А там, где он себе дает волю… Где у нас там десятая глава из “Евгения Онегина”? Да, у Пушкина, конечно, не было идеи полного освобождения от имперских ценностей. Он в этом смысле менее прогрессивен, чем Лермонтов, но и того, что вы говорите, тоже не было. Не надо все принимать за чистую монету.

– Вы пишете о том, как скучно детям в той части литературного храма, где располагается Толстой. А как надо преподавать литературу в школе, чтобы не было скучно?

– Не знаю. Надо взять большую литературу, нашу или зарубежную. И уж, конечно, не то, что преподавали в советской школе. А по-настоящему большую литературу – Чехова, Достоевского, Тургенева, Гоголя, Толстого. Прибавить немного Гаршина, Леонида Андреева. Все, что тянет в литературном отношении на Храм, я в него встраиваю. Потому что действительно это части храма русской литературы. Это гордость культуры, гордость страны.

– Все это дети точно не прочитают. Значит, у Достоевского надо взять “Преступление и наказание”…
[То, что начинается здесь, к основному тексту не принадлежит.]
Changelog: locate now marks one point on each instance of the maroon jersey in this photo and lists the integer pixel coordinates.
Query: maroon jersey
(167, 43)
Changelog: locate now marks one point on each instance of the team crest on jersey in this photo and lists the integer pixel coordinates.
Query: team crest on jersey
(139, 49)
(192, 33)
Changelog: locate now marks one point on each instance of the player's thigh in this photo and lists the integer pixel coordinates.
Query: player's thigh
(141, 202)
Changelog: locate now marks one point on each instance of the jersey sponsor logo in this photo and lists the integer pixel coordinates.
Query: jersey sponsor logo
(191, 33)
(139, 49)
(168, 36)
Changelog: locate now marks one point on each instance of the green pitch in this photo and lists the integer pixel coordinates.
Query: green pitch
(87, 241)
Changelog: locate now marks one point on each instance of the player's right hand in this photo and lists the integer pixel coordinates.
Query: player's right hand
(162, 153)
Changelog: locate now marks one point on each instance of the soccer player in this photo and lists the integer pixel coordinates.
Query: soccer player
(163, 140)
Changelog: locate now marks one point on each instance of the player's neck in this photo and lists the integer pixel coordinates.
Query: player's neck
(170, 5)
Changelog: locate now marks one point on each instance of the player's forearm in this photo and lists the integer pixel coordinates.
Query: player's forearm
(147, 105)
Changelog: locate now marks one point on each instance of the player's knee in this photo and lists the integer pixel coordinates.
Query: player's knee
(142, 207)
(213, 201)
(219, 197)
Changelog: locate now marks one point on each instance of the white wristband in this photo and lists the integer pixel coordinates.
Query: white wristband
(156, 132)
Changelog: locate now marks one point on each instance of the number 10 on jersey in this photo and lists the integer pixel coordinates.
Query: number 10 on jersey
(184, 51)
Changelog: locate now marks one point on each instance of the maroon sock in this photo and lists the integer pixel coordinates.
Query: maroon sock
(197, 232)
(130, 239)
– Я бы сказала, что, во-первых, Достоевского надо взять целиком и никак не ограничиваться “Преступлением и наказанием”. Здесь обязательно нужны “Бесы”, “Братья Карамазовы”. Обязателен “Сон смешного человека”, “Кроткая”. Именно эти маленькие вещи. Наконец, “Идиот”.

– А “Бедные люди”?

– Нет, вот без этого можно как раз обойтись.  Как и без “Униженных и оскорбленных”. А “Преступление и наказание” входит в такой мировоззренческий минимум, который  содержит все самое основное, что человек должен узнать о жизни. Человек должен прочитать Достоевского от корки до корки.

– А я вот в школе Достоевского не любила.

– У вас были плохие преподаватели, плохие учебники.

– Ваша книга может  стать хорошим учебником?

 – Конечно, может. Здесь вообще учебник не нужен. Здесь нужна хрестоматия и такой… аналитический срез. Не надо учить, надо демонстрировать  точку зрения. Так, чтобы после этого читать захотелось. Но как вы понимаете, в качестве учебника эту книжку  не возьмут.

– То есть вы своими текстами о литературе пытаетесь просветить плохо наученное советской школой общество.

– Конечно, в какой-то степени это попытка исправить положение.  Несчастные гении не виноваты в том, что в рамках школьной программы с ними так поступили. Оклеветали, подвергли надругательству и сделали противными и неинтересными настолько, что человек шарахается  от имени Толстого. А ночью ему кошмары снятся. Советские школы вообще надо было бы закрыть. Да и теперешние, если туда будут внедрены нынешние учебники по основам православия.